Education With Hybrid Simulation Method in Patients Administering Subcutaneous Biological Drugs

NCT06228716 | Completed DMC

• 1 other identifier: 10840098-772.02-E.60612
• Study Type: interventional
• Target: 84
• Locations: 1 country
• Sites: 1

Brief Summary

In recent years, vital drugs such as heparin, insulin, growth hormone, interferons, monoclonal antibodies and drugs containing proteins that can be destroyed in the gastrointestinal tract have been developed in the form of self-subcutaneous injection in order to reduce the negative effects of treatment practices on the lives of patients. After the training, the patients can apply the subcutaneous injection on their own without assistance. This situation reduces the dependency on the nurse and allows the patient to apply the injection on time, without the need to reach the health institutions. In a study, it is stated that the inadequacy of injection training causes many patients to develop inappropriate injection behavior patterns and to acquire habits regarding these inappropriate techniques. It is also stated that the anxiety they experienced before the injection caused them to ignore the critical steps towards the injection application. In this study, the Subcutaneous Injection Hybrid Model, developed by the researcher, will be used in the training of patients who administer biologic drugs subcutaneously. It is thought that these patients will improve their injection practice skills and reduce their anxiety about injection by repetitive applications by training with the hybrid simulation method.

Conditions

Self Administration; Biological Therapy; Training

Keywords

Self administratation; anxiety; subcutaneous injection; biological therapy; simulation training

Outcome Measures

Primary Outcomes (3)

• Patient Information Form

  It was structured by the researcher in line with the literature and included demographic information such as "the individual's name, surname, age, gender, marital status, education level" as well as "medical diagnosis, the name of the subcutaneous medication used and whether he/she has received any simulation-based training before and his phone number." It consisted of 11 questions including ".

  Before training

• Determination of state anxiety level/pretest application

  All individuals in both the experimental and control groups included in the sample were asked to fill out the State Anxiety Scale to evaluate their anxiety levels before the subcutaneous biological drug administration training.

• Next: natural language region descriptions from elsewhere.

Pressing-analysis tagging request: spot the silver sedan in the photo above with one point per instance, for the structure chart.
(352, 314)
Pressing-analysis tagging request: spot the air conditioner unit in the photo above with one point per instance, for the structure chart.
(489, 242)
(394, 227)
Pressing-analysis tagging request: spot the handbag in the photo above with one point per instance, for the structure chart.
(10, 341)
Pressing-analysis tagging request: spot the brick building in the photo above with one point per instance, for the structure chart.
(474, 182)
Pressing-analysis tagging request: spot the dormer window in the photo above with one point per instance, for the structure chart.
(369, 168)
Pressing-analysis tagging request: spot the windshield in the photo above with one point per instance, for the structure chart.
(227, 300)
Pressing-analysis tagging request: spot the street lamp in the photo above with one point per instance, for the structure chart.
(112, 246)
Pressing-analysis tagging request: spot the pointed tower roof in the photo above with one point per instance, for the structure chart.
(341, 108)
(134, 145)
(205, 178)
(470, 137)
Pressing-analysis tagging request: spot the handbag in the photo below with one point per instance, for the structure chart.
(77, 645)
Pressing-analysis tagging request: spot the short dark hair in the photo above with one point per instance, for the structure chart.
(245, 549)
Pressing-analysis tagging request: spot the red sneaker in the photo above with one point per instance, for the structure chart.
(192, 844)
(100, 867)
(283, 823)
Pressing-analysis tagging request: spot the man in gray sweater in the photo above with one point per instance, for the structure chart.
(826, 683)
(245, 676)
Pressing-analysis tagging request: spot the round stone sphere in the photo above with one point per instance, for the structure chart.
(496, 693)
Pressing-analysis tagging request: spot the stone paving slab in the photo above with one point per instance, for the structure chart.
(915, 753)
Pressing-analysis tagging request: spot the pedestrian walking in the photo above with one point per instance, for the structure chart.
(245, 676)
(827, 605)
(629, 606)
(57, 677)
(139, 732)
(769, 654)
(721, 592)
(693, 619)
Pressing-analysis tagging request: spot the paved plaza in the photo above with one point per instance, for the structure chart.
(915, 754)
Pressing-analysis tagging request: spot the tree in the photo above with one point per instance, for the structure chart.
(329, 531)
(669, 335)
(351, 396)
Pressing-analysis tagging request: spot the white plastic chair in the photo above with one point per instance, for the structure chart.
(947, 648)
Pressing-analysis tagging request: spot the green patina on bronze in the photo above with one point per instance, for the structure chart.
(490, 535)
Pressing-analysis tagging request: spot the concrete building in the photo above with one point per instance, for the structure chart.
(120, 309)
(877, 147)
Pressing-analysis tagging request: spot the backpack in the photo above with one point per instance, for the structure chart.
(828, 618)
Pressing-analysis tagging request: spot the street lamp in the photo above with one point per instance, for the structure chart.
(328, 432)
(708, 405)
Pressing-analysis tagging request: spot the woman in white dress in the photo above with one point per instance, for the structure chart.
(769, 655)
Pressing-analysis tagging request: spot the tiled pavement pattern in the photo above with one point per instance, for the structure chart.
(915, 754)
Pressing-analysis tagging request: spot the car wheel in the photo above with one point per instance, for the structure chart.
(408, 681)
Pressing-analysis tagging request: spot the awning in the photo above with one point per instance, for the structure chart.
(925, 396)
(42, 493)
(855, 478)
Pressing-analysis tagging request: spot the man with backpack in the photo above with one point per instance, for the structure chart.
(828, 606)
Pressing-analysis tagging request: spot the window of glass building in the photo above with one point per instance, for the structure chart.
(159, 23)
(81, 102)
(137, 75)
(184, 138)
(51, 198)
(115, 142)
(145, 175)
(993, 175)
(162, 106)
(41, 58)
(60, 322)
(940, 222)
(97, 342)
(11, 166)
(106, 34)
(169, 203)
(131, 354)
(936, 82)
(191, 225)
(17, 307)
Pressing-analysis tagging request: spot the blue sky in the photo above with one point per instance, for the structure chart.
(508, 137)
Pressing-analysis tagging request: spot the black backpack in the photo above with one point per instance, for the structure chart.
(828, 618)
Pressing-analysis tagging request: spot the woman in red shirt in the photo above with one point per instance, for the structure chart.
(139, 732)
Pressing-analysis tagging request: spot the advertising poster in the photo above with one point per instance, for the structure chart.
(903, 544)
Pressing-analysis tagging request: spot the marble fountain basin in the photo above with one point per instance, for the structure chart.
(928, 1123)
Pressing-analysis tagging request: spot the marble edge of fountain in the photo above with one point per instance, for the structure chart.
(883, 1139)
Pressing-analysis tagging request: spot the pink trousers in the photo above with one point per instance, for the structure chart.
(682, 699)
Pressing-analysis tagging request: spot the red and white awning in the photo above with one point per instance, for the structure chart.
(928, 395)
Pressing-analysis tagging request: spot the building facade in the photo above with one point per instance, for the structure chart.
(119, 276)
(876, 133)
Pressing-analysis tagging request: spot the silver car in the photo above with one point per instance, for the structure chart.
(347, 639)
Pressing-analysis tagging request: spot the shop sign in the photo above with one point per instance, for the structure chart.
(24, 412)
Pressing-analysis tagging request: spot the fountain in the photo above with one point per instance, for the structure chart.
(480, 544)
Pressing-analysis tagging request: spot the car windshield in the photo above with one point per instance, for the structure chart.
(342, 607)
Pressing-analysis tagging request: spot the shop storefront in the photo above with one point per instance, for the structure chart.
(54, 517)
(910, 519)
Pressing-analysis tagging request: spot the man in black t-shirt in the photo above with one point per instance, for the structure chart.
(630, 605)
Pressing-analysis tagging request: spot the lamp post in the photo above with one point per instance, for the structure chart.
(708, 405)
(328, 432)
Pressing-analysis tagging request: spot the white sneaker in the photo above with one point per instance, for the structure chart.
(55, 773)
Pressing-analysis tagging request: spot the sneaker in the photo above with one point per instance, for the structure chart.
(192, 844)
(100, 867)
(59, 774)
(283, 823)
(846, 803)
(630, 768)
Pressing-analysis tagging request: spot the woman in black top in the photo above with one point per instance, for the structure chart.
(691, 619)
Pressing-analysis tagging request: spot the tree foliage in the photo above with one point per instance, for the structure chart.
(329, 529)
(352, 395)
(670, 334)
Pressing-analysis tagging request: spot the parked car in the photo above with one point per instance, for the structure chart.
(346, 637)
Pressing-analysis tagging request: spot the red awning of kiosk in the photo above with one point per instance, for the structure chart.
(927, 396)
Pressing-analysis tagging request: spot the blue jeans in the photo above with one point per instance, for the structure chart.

  Before training and 2. week before first self administration of subcutaneous injection by the patient

• Subcutaneous Biological Drug Self-Administration Skill Checklist

  Checklist consisting of 20 application steps to evaluate the skill level of Subcutaneous Biological Drug Self-Administration

  1. week post training; 2. week post training

Secondary Outcomes (3)

• Subcutaneous Biological Drug Knowledge Test

  1. week post training

• Patient Education Evaluation Survey

  1. week post training

• Trait anxiety scale

  1. week post training

Study Arms (2)

Experimental

EXPERIMENTAL

Subcutaneous biological drug self-administration training was given by the researcher in two stages, theoretical and practical, face to face. Power point presentation and training brochure were used in theoretical training. The practical training given after the theoretical training was given using the Hybrid simulation method. The Wearable Subcutaneous Injection Hybrid Simulator developed by the researcher was worn by the individuals after being informed about its purpose and function. A medicine pen similar to their own medicine pens (demo pen without medicine), dry cotton, alcohol swab (similar to the ones that come in medicine pen boxes), and a small notepad and pen were left in a clean medicine tray on a clean table. Afterwards, they were expected to apply the subcutaneous application step by step as explained to them. Each application step they made incorrectly was corrected and repeated with the support of the researcher.The training took approximately 40 minutes.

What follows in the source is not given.